PRESBITERO J. VELASCO, JR.

Associate Justice

MARIANO C. DEL CASTILLO

Associate Justice

 

 

 

 

 

 

 

 

 

 

 

 

JOSE PORTUGAL PEREZ

Associate Justice

 

 

 

 

 

 

 

 

CERTIFICATION

Pursuant to Section 13, Article VIII of the Constitution, I certify that the conclusions in the above Decision had been reached in consultation before the case was assigned to the writer of the opinion of the Court’s Division.

 

 

 

RENATO C. CORONA
Chief Justice

 



[1]               Rollo, pp. 2-19; penned by Associate Justice Enrico A. Lanzanas with Associate Justices Edgardo P. Cruz and Jose C. Reyes, Jr., concurring.

[2]               CA rollo, pp. 12-47; penned by Executive Judge and Presiding Judge Aurora V. Maqueda-Roman.

[3]               Under Republic Act No. 9262 also known as “Anti-Violence Against Women and Their Children    Act of 2004” and its implementing rules, the real name of the victim and those of her immediate         family members are withheld and fictitious initials are instead used to protect the victim’s privacy.

[4]               Records, p. 1.

[5]               Folder of Exhibits, Exhibit “A.”

[6]               TSN, September 5, 2002, pp. 4-5.

[7]               TSN, October 23, 2002, p. 2-12.

[8]               TSN, October 29, 2003, pp. 2-6.

[9]               Folder of Exhibits, Exhibit “B.”

[10]             TSN, March 4, 2004, pp. 2-12.

[11]             CA rollo, p. 47.

[12]             Id. at 19.

[13]             Id. at 22.

[14]             Id. at 44-45.

[15]             Id. at 112-113.

[16]             Rollo, p. 18.

[17]             People v. Macabata, 460 Phil. 409, 422 (2003).

[18]             People v. Pruna, 439 Phil. 440 (2002).

[19]             Id. at 470-471.

[20]             Folder of Exhibits, Exhibit “B.”

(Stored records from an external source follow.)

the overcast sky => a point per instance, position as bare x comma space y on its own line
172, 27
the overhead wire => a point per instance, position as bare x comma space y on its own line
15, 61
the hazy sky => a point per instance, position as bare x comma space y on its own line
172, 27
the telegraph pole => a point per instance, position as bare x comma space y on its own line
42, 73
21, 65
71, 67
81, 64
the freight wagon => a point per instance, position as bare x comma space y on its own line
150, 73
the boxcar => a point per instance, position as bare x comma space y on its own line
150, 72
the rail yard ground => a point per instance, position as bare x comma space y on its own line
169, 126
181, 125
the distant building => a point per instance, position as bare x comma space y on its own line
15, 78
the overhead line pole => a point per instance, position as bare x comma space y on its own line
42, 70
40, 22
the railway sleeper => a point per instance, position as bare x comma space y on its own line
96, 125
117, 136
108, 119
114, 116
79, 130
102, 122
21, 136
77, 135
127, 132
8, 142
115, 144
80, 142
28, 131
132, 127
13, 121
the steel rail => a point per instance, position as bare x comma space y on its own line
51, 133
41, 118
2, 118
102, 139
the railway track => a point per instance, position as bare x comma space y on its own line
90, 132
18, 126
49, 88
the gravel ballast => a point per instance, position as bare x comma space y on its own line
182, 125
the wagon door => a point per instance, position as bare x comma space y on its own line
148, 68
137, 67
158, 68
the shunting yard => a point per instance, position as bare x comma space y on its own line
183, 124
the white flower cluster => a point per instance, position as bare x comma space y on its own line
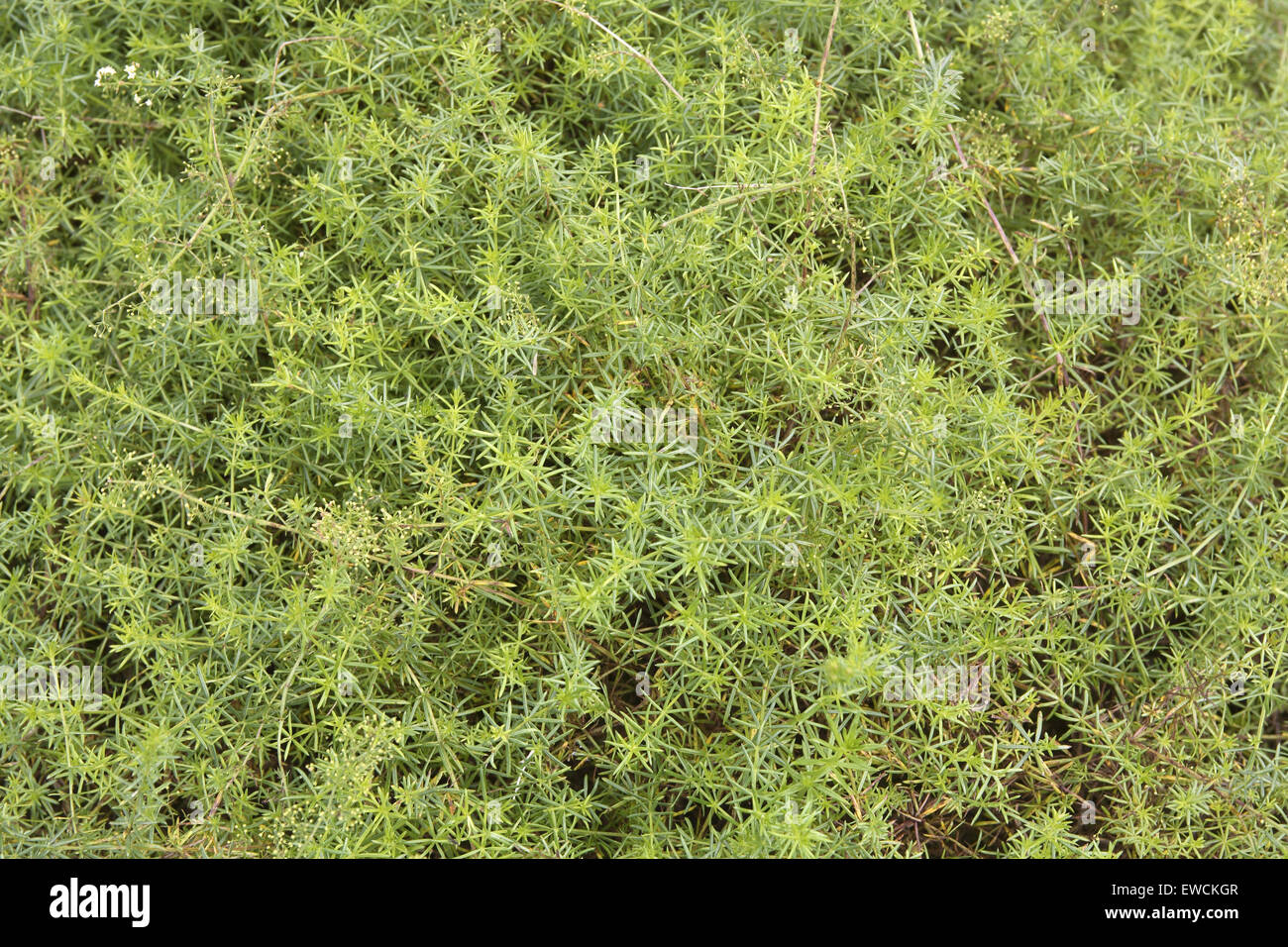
132, 71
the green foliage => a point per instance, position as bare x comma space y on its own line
364, 579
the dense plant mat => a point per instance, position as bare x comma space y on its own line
635, 428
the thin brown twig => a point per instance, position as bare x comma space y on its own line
629, 47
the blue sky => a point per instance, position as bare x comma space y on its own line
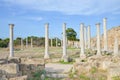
29, 16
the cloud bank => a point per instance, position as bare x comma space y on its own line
69, 7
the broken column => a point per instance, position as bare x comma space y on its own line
116, 46
56, 42
89, 37
98, 39
85, 37
46, 56
105, 34
82, 52
64, 56
11, 40
51, 42
31, 42
26, 42
21, 44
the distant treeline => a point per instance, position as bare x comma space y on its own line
37, 41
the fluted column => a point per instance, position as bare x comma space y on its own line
89, 37
98, 39
46, 56
82, 45
11, 41
105, 34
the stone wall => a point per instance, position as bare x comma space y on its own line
19, 68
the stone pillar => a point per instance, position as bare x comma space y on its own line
11, 41
105, 34
51, 42
64, 56
89, 38
46, 56
85, 37
116, 46
56, 42
26, 42
21, 44
98, 39
82, 52
31, 42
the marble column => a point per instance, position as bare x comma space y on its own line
85, 37
82, 42
46, 56
116, 46
56, 42
64, 42
31, 42
11, 41
105, 34
21, 44
98, 39
51, 42
89, 37
26, 42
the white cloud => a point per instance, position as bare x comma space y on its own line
34, 18
71, 7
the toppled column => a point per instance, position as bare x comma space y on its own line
82, 52
46, 56
105, 34
11, 41
64, 56
98, 39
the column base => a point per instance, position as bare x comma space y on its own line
46, 56
65, 58
82, 56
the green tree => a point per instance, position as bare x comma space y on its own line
71, 34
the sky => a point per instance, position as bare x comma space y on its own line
30, 16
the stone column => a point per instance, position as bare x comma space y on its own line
64, 56
116, 51
21, 44
31, 42
105, 34
26, 42
89, 37
56, 42
85, 37
82, 52
46, 56
51, 42
11, 41
98, 39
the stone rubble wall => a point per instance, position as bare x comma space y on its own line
19, 68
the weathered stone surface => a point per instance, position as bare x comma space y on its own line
19, 78
11, 68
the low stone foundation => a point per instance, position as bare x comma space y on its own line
19, 68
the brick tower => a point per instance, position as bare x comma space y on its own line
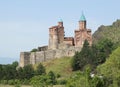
82, 33
56, 35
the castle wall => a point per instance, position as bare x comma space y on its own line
41, 56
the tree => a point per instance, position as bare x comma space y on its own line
82, 58
111, 69
28, 71
51, 78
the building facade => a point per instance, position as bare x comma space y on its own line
59, 45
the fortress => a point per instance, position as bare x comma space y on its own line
59, 45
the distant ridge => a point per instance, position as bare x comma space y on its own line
6, 60
111, 32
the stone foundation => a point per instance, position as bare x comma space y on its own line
42, 56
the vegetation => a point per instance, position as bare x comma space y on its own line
110, 70
111, 32
93, 55
34, 50
94, 66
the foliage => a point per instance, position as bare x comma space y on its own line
93, 56
111, 32
111, 69
82, 58
59, 66
34, 50
52, 78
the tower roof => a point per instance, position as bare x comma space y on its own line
82, 18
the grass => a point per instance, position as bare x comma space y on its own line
26, 86
12, 85
60, 66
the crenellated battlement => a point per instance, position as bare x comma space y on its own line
59, 45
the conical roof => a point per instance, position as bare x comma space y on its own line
82, 18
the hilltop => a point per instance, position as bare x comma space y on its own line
111, 32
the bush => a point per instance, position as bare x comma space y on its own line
11, 82
4, 82
62, 82
34, 50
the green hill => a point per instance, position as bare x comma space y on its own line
111, 32
111, 69
60, 66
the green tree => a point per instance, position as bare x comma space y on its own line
28, 71
82, 58
51, 78
111, 69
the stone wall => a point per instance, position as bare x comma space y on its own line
41, 56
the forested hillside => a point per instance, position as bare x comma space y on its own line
111, 32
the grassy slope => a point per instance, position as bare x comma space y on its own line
60, 66
12, 86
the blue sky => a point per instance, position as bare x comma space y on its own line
24, 23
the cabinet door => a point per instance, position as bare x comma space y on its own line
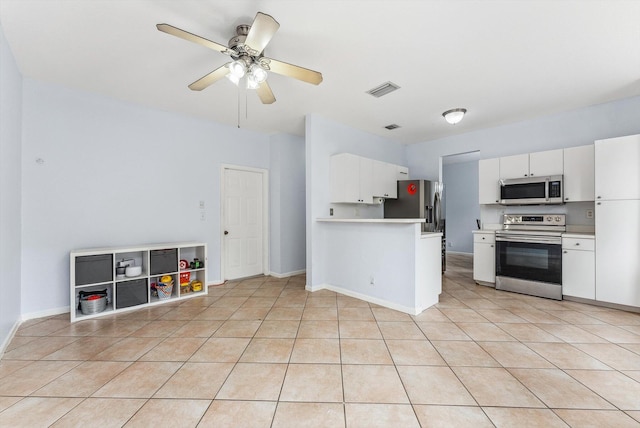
546, 163
345, 178
616, 166
579, 274
618, 252
514, 166
484, 264
579, 174
489, 174
384, 179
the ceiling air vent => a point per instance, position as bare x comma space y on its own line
383, 89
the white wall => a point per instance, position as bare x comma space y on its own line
10, 195
323, 139
568, 129
287, 181
114, 173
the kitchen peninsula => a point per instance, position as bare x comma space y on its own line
389, 262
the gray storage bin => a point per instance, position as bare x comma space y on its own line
94, 269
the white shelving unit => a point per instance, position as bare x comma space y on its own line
94, 270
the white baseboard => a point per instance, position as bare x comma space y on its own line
381, 302
9, 337
288, 274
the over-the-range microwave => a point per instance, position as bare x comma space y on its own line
531, 190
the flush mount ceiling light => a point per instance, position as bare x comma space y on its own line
454, 115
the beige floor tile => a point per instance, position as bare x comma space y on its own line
139, 380
37, 411
267, 350
495, 387
400, 330
414, 352
285, 313
313, 382
34, 376
113, 413
482, 331
442, 331
320, 415
251, 381
464, 354
372, 384
364, 351
83, 380
596, 418
350, 329
512, 417
528, 333
380, 415
567, 356
452, 417
618, 389
232, 328
220, 350
170, 413
128, 349
558, 390
249, 414
514, 354
316, 351
278, 329
197, 329
612, 355
434, 385
196, 380
174, 349
355, 314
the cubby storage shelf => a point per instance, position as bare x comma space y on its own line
94, 270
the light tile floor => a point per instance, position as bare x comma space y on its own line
264, 352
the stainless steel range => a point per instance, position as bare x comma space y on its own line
529, 254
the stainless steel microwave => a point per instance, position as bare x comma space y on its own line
531, 191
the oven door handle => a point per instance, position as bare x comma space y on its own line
530, 239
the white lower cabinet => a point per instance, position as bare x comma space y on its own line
578, 267
484, 257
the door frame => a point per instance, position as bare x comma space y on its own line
265, 215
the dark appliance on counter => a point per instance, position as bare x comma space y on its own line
420, 199
531, 191
529, 254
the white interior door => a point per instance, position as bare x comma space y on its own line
243, 223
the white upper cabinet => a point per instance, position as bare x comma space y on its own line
489, 174
578, 174
617, 166
532, 164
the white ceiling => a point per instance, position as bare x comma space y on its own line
504, 61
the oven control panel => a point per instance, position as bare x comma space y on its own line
535, 219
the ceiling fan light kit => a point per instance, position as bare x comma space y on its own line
455, 115
246, 49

[21]             Records, p. 1.

[22]             TSN, October 23, 2002, pp. 4-5.

[23]             Republic Act No. 7659.

[24]             An Act Prohibiting the Imposition of the Death Penalty, June 24, 2006.

[25]             Republic Act No. 9346, Section 2.

[26]             Republic Act No. 9346, Section 3.

[27]             People v. Calongui, G.R. No. 170566, March 3, 2006, 484 SCRA 76, 88.

[28]             People v. Sabardan, G.R. No. 132135, May 21, 2004, 429 SCRA 9, 28-29.

[29]             People v. Sambrano, 446 Phil. 145, 162 (2003).